To illustrate this, consider the non-deterministic finite state automaton for the integers given earlier, and consider the input -17. Initially, i.e. before any tokens are read, we are in one of the states zero, neg_int, or pos_int. We then read the token -. There are no transitions from the states zero or pos_int for this token and there is only one from neg_int so the only surviving computational path leaves us in pos_int. The next token is 1 and there is only one allowed transition from there so next we find ourselves in digits. Reading a 7 there leaves us in digits. At this point the input ends. We are in an accepting state so the computation is successful.

At each point in the input there is a set of states the computation could be in. This is initially the set \({ I }\) of initial states. The computation succeeds if one of the states it could be in at the end of the input is accepting, i.e. if the set of possible states has non-empty intersection with \({ F }\). For each input token and set of states the system could be in before reading it we can compute the set of states it could be in after reading it by checking the allowed transitions for that token for each state.

The considerations above suggest the following power set construction. Given a non-deterministic finite state automaton described by a set of tokens \({ A }\), a set of states \({ S }\), a set of initial states \({ I }\), a set of accepting states \({ F }\) and a transition relation \({ T }\) we construct a deterministic finite state automaton with the same set of tokens \({ A }\), a set of states \({ S ' }\), a set of initial states \({ I ' }\), a set of accepting states \({ F ' }\) and a transition relation \({ T ' }\) according to the following rules.

\({ S ' = P S }\), the power set of \({ S }\).
\({ I ' = \{ I \} }\), the set with a single element, which is \({ I }\).
\({ F ' = \{ B ∈ P S : B ∩ F ≠ ∅ \} }\), the set of subsets of \({ S }\) whose intersection with \({ F }\) is non-empty.
\({ T ' = \{ ( B , a , C ) ∈ P S × A × P S : C = \{ s ∈ S : ∃ r ∈ B : ( r , a , s ) ∈ T \} \} }\). In other words \({ C }\) is the set of states to which there is an allowed transition on the input token \({ a }\) from a state in \({ B }\).

This is indeed a deterministic finite state automaton because its set of initial states has only one element and for any \({ B ∈ S ' }\) and \({ a ∈ A }\) there is only one \({ C ∈ S ' }\) such that \({ ( B , a , C ) ∈ T ' }\). At every point in the input the state of this automaton is the set of states the origin non-deterministic automaton could be in at the same point in the input. The deterministic automaton terminates successfully if and only if the non-deterministic one could terminate successfully. So they recognise the same language.

The construction above is called the power set construction, because the state space for the constructed automaton is the power set of the state space of the original automaton.
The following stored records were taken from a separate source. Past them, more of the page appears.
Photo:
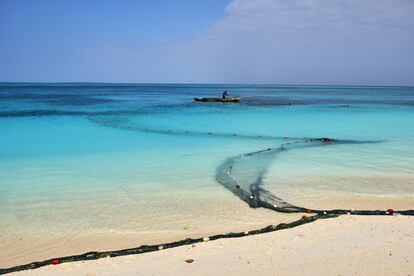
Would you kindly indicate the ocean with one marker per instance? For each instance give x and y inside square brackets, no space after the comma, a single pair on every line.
[90,166]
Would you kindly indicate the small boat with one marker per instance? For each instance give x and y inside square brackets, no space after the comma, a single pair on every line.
[225,100]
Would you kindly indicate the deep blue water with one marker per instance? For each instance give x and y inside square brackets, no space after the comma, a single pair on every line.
[116,158]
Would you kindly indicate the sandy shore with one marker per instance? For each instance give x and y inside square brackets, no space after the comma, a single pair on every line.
[347,245]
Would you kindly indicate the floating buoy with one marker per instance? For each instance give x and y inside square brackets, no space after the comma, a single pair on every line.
[55,261]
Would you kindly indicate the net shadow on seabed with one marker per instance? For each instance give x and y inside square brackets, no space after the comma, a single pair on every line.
[247,187]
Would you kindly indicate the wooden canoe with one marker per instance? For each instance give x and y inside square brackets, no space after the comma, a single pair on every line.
[226,100]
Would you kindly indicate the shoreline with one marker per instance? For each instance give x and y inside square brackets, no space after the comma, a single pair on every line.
[313,216]
[332,246]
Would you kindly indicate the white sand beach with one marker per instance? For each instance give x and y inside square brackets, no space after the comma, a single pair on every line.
[347,245]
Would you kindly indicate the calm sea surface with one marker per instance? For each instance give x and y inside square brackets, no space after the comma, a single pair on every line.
[81,163]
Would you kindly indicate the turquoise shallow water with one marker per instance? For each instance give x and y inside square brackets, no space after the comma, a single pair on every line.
[82,161]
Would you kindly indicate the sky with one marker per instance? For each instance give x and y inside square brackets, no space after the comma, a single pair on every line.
[356,42]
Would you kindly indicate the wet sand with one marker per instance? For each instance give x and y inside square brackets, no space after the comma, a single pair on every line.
[347,245]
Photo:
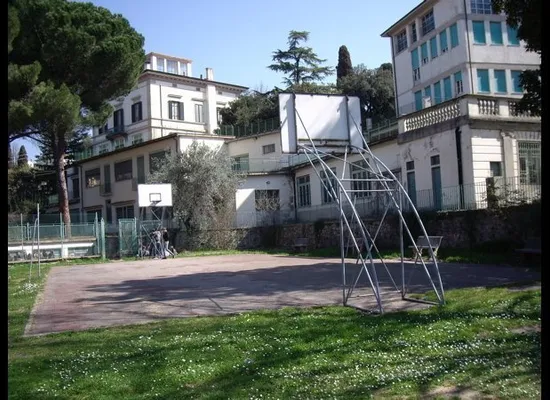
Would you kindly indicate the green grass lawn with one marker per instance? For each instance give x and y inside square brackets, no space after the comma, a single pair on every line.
[486,341]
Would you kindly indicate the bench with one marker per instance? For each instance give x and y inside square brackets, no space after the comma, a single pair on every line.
[300,244]
[424,244]
[532,247]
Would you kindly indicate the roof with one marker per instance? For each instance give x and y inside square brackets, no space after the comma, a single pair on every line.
[192,79]
[423,6]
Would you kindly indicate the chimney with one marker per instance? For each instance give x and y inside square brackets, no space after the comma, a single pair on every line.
[209,74]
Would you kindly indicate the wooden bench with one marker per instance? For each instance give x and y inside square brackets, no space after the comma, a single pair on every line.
[424,244]
[300,244]
[532,247]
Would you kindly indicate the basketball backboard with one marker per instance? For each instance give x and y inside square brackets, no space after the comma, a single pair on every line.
[331,122]
[155,195]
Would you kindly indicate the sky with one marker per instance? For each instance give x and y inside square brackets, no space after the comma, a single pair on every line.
[236,38]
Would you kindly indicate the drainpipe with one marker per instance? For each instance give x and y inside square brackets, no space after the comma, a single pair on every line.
[468,48]
[458,141]
[396,101]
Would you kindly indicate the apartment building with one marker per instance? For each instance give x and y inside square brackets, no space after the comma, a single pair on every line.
[456,67]
[164,113]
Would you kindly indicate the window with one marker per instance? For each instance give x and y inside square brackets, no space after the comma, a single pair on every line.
[119,143]
[160,64]
[123,170]
[124,212]
[453,29]
[304,191]
[359,174]
[418,100]
[496,32]
[529,163]
[240,163]
[268,148]
[459,87]
[415,65]
[199,113]
[156,160]
[328,184]
[137,112]
[433,47]
[175,110]
[447,88]
[219,115]
[137,138]
[428,23]
[428,92]
[483,81]
[437,92]
[495,168]
[172,66]
[183,69]
[443,41]
[76,188]
[512,36]
[267,200]
[424,53]
[401,40]
[479,32]
[500,80]
[103,148]
[516,82]
[118,119]
[93,177]
[481,7]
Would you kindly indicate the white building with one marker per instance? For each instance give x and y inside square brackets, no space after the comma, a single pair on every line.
[165,112]
[456,67]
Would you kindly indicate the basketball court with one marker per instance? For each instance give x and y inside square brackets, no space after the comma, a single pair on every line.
[104,295]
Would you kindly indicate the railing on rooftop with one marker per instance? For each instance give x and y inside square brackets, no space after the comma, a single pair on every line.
[254,128]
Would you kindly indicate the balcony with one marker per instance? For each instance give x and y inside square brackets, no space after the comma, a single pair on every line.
[116,132]
[471,106]
[254,128]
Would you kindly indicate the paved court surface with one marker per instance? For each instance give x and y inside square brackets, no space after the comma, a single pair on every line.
[100,295]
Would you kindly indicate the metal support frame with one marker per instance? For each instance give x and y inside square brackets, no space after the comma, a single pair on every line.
[387,186]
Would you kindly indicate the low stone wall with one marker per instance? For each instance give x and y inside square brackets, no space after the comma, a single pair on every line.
[461,229]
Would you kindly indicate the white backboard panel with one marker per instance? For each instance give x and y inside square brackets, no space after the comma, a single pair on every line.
[332,122]
[155,195]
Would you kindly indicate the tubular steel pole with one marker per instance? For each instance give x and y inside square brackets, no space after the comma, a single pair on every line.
[402,246]
[342,248]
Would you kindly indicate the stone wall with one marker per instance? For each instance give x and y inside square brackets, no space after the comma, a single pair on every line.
[462,229]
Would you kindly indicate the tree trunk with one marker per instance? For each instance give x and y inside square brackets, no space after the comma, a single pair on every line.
[59,154]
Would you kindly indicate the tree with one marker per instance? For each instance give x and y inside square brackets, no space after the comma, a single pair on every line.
[344,67]
[300,63]
[375,89]
[203,187]
[526,17]
[22,157]
[62,73]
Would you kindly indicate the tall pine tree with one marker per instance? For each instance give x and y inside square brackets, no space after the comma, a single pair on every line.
[300,63]
[345,66]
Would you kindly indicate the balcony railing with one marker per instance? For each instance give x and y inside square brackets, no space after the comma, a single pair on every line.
[473,106]
[254,128]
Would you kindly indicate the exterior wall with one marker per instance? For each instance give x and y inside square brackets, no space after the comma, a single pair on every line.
[420,151]
[467,57]
[245,202]
[215,143]
[123,192]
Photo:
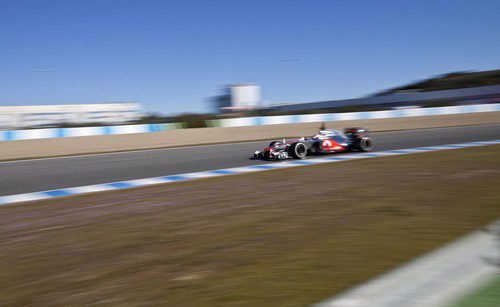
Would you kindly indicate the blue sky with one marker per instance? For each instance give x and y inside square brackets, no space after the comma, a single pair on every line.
[171,56]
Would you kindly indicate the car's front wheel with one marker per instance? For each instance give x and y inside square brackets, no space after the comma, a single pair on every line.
[365,144]
[298,150]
At this point I should give you an example of the construction but it’s hard to find reasonable examples. Our automaton for the xy language is already deterministic. We could still apply the power set construction to it, obtaining a new automaton with eight states, but there’s no point. Our finite state automaton for the integer language is genuinely non-deterministic so the power set construction does serve a purpose for it, but it gives us an automaton with 32 states. That’s certainly implementable on a computer but its diagram wouldn’t fit on a single page.